Officers from the unit also recently stopped a rape in progress on Southampton Street and Melnea Cass Boulevard.

“My officers were in the area and heard the woman screaming’’ for help, said Sergeant Christopher Morgan, adding officers saw the man on top of the victim, slamming her head into the ground. “An arrest was made because the bike unit was there.”

The first citywide bike unit was established in 2005 and dismantled four years later. Police spokesman Lieutenant Detective Michael McCarthy said the unit was decentralized. Officers on bikes were assigned to work in certain communities within a police district forming what was known as the Safe Streets Team.

But Evans said he wanted to be able to send officers on bikes to the city’s hot spots with the idea that it would be a more effective way to combat crime.

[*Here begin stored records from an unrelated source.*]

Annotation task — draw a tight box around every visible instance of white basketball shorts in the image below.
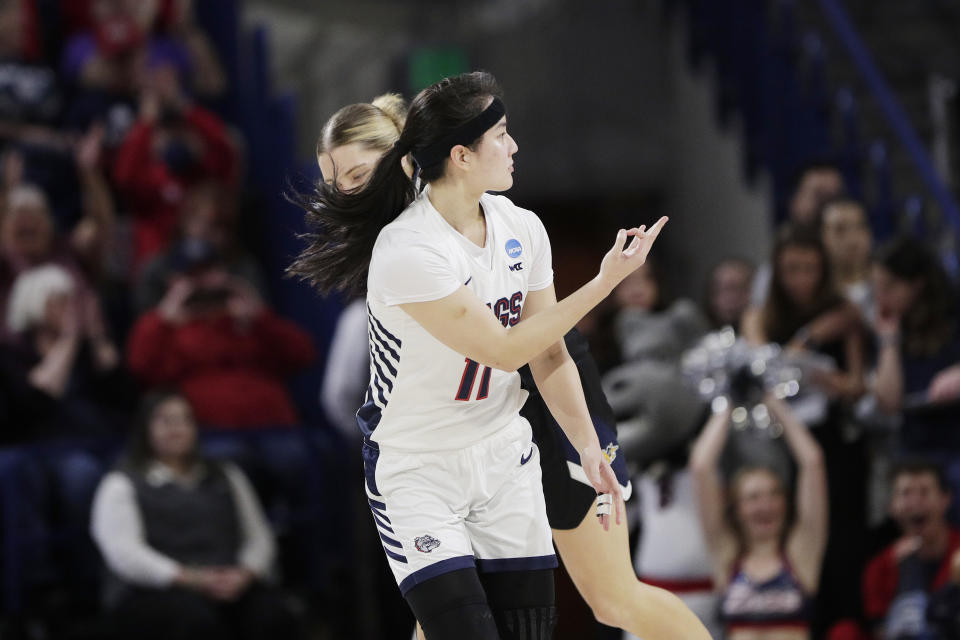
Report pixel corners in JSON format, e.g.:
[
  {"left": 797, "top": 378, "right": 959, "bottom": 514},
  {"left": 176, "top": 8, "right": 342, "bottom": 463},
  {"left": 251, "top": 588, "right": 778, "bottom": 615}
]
[{"left": 361, "top": 415, "right": 557, "bottom": 595}]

He created the current, highly coveted 32-member unit in April 2014.

It was expanded in June and now consists of 38 officers and six supervisors. They range in age from mid-20s to 62 years old — with some having had only a few years on the force and others a few decades.

The officers, who ride an average of 20 miles daily on their Safariland/Kona 29-inch patrol bikes, are all in great shape.

“I like riding a bike,” said Officer William “Billy” Dunne, 59, who has had both hips replaced and is praised by his colleagues for his sharp memory. “I’m exercising and I get paid for that.”

Fitness aside, the bicycle unit allows officers to connect with residents on a more intimate level.

“It’s almost like having a community meeting on the sidewalk,” said Sergeant Thomas Rose Jr. “If you’re in a cruiser, you can’t do that.”

One recent night when officers rode through Dorchester, a woman shouted from her window to the officers, “I love you,” others waved and smiled.

“We’re much more approachable on a bicycle,” said Murphy, a 30-year veteran of the force. “People come up to us and say hello and tell you, ‘Oh there’s a guy over there doing that. . . .’ They wave to us, they beep their horns — it’s different.”

And residents say they see a difference in their neighborhoods.

“You like to see their presence,” said Maria Rosario, 63, who has lived on Wendover Street for 35 years. “It’s much better now, before [the block] used to be very bad.”

After a while, residents begin to share information with the officers about crime, gangs, drugs, and other quality of life issues.

That happened not too long ago when Officer Franklyn Centeio was pedaling through Seaver Street where a mother of three was gunned down two months ago as she walked through Puddingstone Park. A longtime resident in the area told Centeio she feels unsafe in her own neighborhood.

“People should be able to come out and enjoy the neighborhood and [be] in front of their houses and live freely,” he said. “People shouldn’t have to live in fear.”

Responding to ongoing resident complaints, eight officers biked from the unit’s headquarters on Linden Street to Wendover Street — a roughly two-block stretch that had been plagued by some of the city’s worst gang violence. Residents there recalled a time when gunfire erupted on the block daily.

The officers arrived at Wendover Street at around 10 p.m., and about 10 men were gathered near a car in front of a stoop. The smell of marijuana wafted through the air.

The officers searched the men, who complained. The officers did not find anything.

Martha Brown, 75, said that almost daily, a dozen young men who are drinking crowd the space in front of her home, and she said she’s tired of it.

“Some of them don’t have no respect,” she said. [The officers] come through and make everything OK. They protect this street.”

And for the officers in the unit that’s what it’s all about — though some also see a need to reach the young men like the ones who had clustered in front of Brown’s home.

“The feeling of helping someone is rewarding in itself,” said Officer Isaac Jackson, who followed his mother’s footsteps onto the force. “People look at police officers as someone who locks you up all of the time, and that doesn’t have to happen. We’re not always here to ruin your day — we’re here to help you.”